Merge/Join Operations — Pandas vs Polars
Published:
• Last updated:
• By Jeferson Peter
Polars & Pandas
Imagine you have two datasets: one with customers and another with their orders.
To analyze them together, you’ll need to perform a join. Let’s see how Pandas and Polars handle this.
Example data
import pandas as pd
import polars as pl
customers = pd.DataFrame({"id": [1, 2], "name": ["Alice", "Bob"]})
orders = pd.DataFrame({"id": [1, 2], "amount": [100, 200]})
customers_pl = pl.DataFrame({"id": [1, 2], "name": ["Alice", "Bob"]})

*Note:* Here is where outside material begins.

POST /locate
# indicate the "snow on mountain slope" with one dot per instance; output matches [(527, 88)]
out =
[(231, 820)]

orders_pl = pl.DataFrame({"id": [1, 2], "amount": [100, 200]})
Merge in Pandas
merged_pd = pd.merge(customers, orders, on="id")
print(merged_pd)
# id name amount
# 0 1 Alice 100
# 1 2 Bob 200
Join in Polars
merged_pl = customers_pl.join(orders_pl, on="id")
print(merged_pl)
# shape: (2, 3)
# ┌─────┬───────┬────────┐
# │ id ┆ name ┆ amount │
# │ --- ┆ --- ┆ --- │
# │ i64 ┆ str ┆ i64 │
# ╞═════╪═══════╪════════╡
# │ 1 ┆ Alice ┆ 100 │
# │ 2 ┆ Bob ┆ 200 │
# └─────┴───────┴────────┘
Conclusion
- Pandas: uses
pd.merge()
with many options (on
,how
, etc.). - Polars: uses
.join()
with similar parameters. - Both are flexible, but Polars joins are often faster on large data.